YAZARLAR

Kimse ahşap bir masaya karşı koyamaz

Ellerimizle çalıştığımızda dünyaya daha çok müdahil oluyoruz, ona daha çok özen gösteriyoruz, dikkatimizi daha çok yoğunlaştırıyoruz. Başarısızlık karşısında daha mütevazı ve hayatta daha dengeli oluyoruz. Peki sistem neden dünya sadece zihin gücüyle çalıyormuş gibi hareket ediyor? Matthew B. Crawford’un ‘Eşyanın Dilinden Anlamak’ kitabı eşliğinde bir gezintiye çıkalım.

Dünyanın en entelektüel motosiklet tamircisi… Adı Matthew Crawford.

On dört yaşındayken bir elektrikçinin yanında çalışmaya başladı. Zanaatin inceliklerini ve çilesini öğrenirken, bir yandan diğer hevesini de tatmin etmeye çalışıyordu. Okuyordu. Hem de çok.

Matthew Crawford

Üniversite yılları bu ikinci hevesini tatminle geçti. Hayatta da o yönde ilerleyeceğini düşünüyordu. Chicago Üniversitesi’nde siyaset felsefesi doktorasını tamamladıktan sonra Washington’da bir düşünce kuruluşunda yönetici olarak işe başladı.

Çalışmasına çalışıyordu ama bir şeylerin yolunda gitmediğini hissediyordu.

Hep yorgundu. İşe yaramazlık hissi içinden çıkmıyordu. Canı sıkkındı.

Beş ay sonra istifa etti ve motosiklet tamirhanesini açtı.

Böylece hayatını rayına oturttu.

*

Crawford çok uzağa gitmiş sayılmazdı; ilk ve orijinal yörüngesine yerleşmişti sadece. Üstelik okumaktan ve yazmaktan da vazgeçmemişti.

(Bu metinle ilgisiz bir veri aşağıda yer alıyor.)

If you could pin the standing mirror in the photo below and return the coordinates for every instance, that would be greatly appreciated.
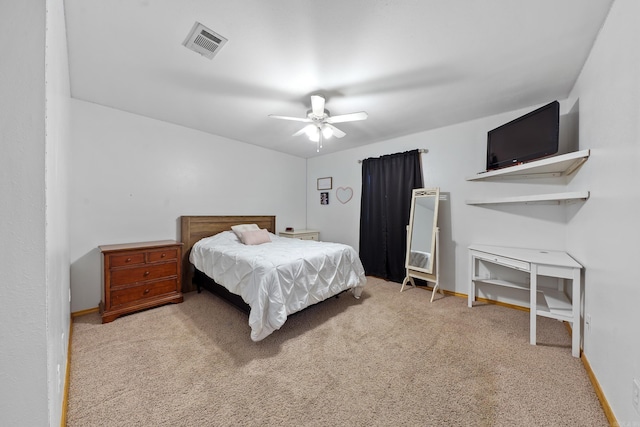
(422, 238)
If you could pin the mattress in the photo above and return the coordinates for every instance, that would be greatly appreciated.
(280, 277)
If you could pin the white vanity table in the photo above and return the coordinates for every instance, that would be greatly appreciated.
(555, 302)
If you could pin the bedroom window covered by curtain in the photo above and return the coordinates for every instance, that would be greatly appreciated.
(387, 183)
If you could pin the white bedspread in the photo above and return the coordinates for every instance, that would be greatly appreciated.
(280, 277)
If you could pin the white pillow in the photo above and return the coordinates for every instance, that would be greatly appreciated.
(241, 228)
(255, 237)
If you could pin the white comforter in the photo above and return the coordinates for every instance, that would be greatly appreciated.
(280, 277)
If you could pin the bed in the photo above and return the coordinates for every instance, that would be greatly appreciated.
(269, 281)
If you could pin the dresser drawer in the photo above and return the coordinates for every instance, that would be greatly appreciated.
(143, 273)
(164, 255)
(126, 259)
(138, 276)
(141, 292)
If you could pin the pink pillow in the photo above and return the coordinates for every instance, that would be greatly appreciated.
(255, 237)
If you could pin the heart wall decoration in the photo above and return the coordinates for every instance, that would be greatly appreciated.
(344, 194)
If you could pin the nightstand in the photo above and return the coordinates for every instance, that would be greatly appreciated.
(137, 276)
(301, 234)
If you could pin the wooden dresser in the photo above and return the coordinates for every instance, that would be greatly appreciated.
(137, 276)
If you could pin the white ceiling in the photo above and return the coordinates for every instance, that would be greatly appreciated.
(413, 65)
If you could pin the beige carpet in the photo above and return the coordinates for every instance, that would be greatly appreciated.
(387, 359)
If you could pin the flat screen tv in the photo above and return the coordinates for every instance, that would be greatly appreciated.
(526, 138)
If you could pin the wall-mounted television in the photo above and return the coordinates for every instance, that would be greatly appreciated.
(526, 138)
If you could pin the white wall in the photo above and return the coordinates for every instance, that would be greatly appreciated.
(604, 234)
(454, 153)
(30, 271)
(56, 201)
(133, 177)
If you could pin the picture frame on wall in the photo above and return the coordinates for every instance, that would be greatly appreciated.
(324, 198)
(325, 183)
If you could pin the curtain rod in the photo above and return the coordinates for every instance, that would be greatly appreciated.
(421, 151)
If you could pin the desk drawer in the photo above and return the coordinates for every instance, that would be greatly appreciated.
(508, 262)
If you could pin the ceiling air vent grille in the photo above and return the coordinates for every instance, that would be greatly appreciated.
(204, 41)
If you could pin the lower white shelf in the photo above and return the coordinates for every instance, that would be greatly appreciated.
(555, 198)
(549, 302)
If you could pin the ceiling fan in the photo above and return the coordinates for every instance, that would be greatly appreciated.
(321, 122)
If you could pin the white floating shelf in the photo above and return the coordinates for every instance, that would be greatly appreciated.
(562, 165)
(555, 198)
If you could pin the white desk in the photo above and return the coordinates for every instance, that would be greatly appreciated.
(547, 302)
(301, 234)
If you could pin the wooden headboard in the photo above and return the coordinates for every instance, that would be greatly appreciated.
(194, 228)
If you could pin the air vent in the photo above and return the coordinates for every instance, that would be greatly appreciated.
(204, 41)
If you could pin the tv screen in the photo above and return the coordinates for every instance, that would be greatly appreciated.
(526, 138)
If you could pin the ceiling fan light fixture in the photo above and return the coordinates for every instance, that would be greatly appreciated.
(327, 132)
(311, 131)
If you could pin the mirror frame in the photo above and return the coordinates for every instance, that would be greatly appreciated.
(419, 193)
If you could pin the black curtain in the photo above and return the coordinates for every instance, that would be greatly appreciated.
(387, 184)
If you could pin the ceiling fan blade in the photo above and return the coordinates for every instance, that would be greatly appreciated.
(336, 132)
(296, 119)
(352, 117)
(317, 105)
(304, 130)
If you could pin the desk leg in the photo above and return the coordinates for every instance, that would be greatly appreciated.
(472, 284)
(575, 308)
(533, 304)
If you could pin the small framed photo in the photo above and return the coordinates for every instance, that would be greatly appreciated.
(324, 198)
(325, 183)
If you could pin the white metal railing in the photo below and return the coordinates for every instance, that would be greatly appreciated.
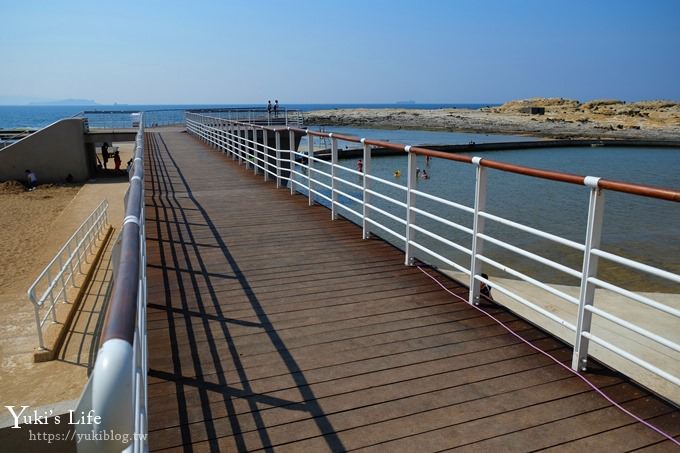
(117, 389)
(59, 276)
(328, 183)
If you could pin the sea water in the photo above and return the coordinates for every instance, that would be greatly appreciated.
(635, 227)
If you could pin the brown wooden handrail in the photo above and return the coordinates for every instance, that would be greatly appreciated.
(616, 186)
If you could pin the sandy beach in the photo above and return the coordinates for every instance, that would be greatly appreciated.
(33, 226)
(563, 118)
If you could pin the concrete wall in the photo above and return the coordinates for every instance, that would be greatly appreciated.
(52, 153)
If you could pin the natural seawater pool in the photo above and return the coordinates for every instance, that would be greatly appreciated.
(635, 227)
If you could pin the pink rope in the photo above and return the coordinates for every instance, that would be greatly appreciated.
(576, 373)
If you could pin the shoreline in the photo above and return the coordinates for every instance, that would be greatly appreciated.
(563, 119)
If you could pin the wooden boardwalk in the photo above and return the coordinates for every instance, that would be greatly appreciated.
(271, 327)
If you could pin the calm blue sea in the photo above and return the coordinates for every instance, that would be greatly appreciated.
(635, 227)
(36, 116)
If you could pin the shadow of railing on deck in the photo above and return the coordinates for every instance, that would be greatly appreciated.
(178, 223)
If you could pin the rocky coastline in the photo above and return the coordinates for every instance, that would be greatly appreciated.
(558, 118)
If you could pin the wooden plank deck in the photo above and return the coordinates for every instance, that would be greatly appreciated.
(271, 327)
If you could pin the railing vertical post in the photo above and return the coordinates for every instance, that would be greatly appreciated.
(334, 164)
(41, 342)
(365, 230)
(477, 229)
(410, 203)
(232, 148)
(590, 263)
(240, 145)
(310, 155)
(291, 158)
(254, 147)
(277, 145)
(265, 155)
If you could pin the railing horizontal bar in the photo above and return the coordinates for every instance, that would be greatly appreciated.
(321, 195)
(442, 240)
(636, 297)
(633, 327)
(533, 231)
(442, 220)
(319, 172)
(386, 182)
(349, 196)
(532, 256)
(351, 184)
(319, 183)
(349, 170)
(526, 278)
(638, 266)
(443, 201)
(321, 161)
(386, 198)
(441, 258)
(533, 306)
(347, 208)
(386, 214)
(384, 228)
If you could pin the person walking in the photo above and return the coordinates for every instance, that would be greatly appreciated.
(105, 153)
(116, 160)
(31, 180)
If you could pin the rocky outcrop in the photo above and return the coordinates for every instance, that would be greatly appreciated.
(563, 118)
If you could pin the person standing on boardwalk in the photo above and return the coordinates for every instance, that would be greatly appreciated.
(31, 180)
(116, 160)
(105, 153)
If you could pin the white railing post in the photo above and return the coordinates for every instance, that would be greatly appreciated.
(477, 229)
(41, 341)
(590, 263)
(239, 144)
(277, 145)
(366, 232)
(265, 155)
(410, 203)
(310, 154)
(291, 159)
(334, 164)
(232, 141)
(254, 148)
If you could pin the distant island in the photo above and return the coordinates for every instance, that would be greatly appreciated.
(66, 102)
(543, 117)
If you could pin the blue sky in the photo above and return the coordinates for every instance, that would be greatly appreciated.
(373, 51)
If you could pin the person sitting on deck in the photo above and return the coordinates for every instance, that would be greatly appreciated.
(105, 153)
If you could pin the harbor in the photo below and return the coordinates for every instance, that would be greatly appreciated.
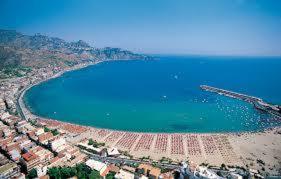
(258, 103)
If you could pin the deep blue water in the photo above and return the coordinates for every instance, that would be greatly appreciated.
(162, 95)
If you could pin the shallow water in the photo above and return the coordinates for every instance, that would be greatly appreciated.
(162, 95)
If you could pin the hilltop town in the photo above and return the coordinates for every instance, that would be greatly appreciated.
(34, 147)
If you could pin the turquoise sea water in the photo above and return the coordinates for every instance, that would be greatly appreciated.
(162, 95)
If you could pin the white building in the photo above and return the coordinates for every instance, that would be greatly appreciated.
(99, 166)
(122, 174)
(204, 173)
(55, 144)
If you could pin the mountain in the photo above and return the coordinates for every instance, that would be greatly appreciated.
(18, 50)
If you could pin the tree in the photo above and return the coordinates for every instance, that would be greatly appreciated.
(32, 174)
(90, 142)
(110, 175)
(55, 132)
(94, 175)
(54, 172)
(46, 129)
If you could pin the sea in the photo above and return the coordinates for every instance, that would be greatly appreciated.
(163, 94)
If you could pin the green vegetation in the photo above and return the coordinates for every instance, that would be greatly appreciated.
(90, 142)
(53, 131)
(14, 71)
(32, 174)
(80, 170)
(95, 143)
(165, 160)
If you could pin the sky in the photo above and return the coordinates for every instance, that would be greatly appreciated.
(201, 27)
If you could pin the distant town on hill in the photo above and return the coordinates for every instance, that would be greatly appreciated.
(19, 53)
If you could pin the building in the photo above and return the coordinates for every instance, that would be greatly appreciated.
(123, 174)
(57, 143)
(9, 170)
(99, 166)
(44, 155)
(45, 137)
(29, 160)
(204, 173)
(150, 171)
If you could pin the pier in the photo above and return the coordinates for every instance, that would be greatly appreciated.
(258, 103)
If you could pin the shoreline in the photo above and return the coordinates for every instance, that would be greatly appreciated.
(231, 148)
(24, 110)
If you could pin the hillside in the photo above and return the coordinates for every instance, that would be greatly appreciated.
(20, 53)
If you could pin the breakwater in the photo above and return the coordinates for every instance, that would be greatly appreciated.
(258, 103)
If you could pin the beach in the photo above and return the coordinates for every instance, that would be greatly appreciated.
(235, 149)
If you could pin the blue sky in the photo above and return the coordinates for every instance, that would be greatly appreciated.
(217, 27)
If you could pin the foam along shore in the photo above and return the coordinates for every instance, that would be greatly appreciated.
(215, 149)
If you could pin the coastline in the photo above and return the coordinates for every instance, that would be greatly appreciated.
(226, 147)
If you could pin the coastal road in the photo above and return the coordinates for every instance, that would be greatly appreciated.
(127, 161)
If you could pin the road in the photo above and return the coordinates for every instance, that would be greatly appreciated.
(128, 161)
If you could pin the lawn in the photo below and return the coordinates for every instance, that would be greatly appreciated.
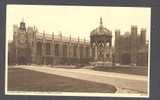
(27, 80)
(125, 70)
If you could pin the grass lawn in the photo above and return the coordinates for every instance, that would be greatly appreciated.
(27, 80)
(125, 70)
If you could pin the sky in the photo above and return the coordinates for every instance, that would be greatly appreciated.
(77, 20)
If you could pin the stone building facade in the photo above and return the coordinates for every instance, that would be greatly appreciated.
(131, 48)
(30, 46)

Çiçeği burnunda bu motosiklet tamircisi, insanın hayatla, eşyayla, emekle giderek kaybolan ilişkisine değinen ve bu arada kendinin de fiziksel ve zihinsel iki dünya arasında bir sarkaç gibi gidip gelmesini inceleyen bir dizi makale ve kitap yazdı.

O kitaplardan biri epey ses getirdi. Shop Class as Soulcraft.

Türkçe’ye ‘Eşyanın Dilinden Anlamak’ ismiyle çevrilen kitap, insanın elleriyle, dolayısıyla kendi fiziki çevresiyle, dünyayla ilişkisini nasıl kaybettiğini ve dizginleri nasıl yeniden ‘ele’ alabileceğini anlatıyordu.

*

Eşyanın Dilinden Anlamak - Emeğin Değeri ve Anlamı Üzerine Felsefi Bir Tartışma, Matthew B. Crawford, Çeviren: Banu Karakaş, Metropolis Yayıncılık, 2019

2009 yılında yazılmış olan bu kitap, kanaatimce, yeni bir dünyanın yavaş yavaş şekillendiği son otuz-kırk yılın en önemli eserlerinden biri. Ne eskiye benzeyen ne de tastamam yeni olan bu geçiş dönemi, ne kadar süreceği belirsiz bu ‘araf’ için bir rehber.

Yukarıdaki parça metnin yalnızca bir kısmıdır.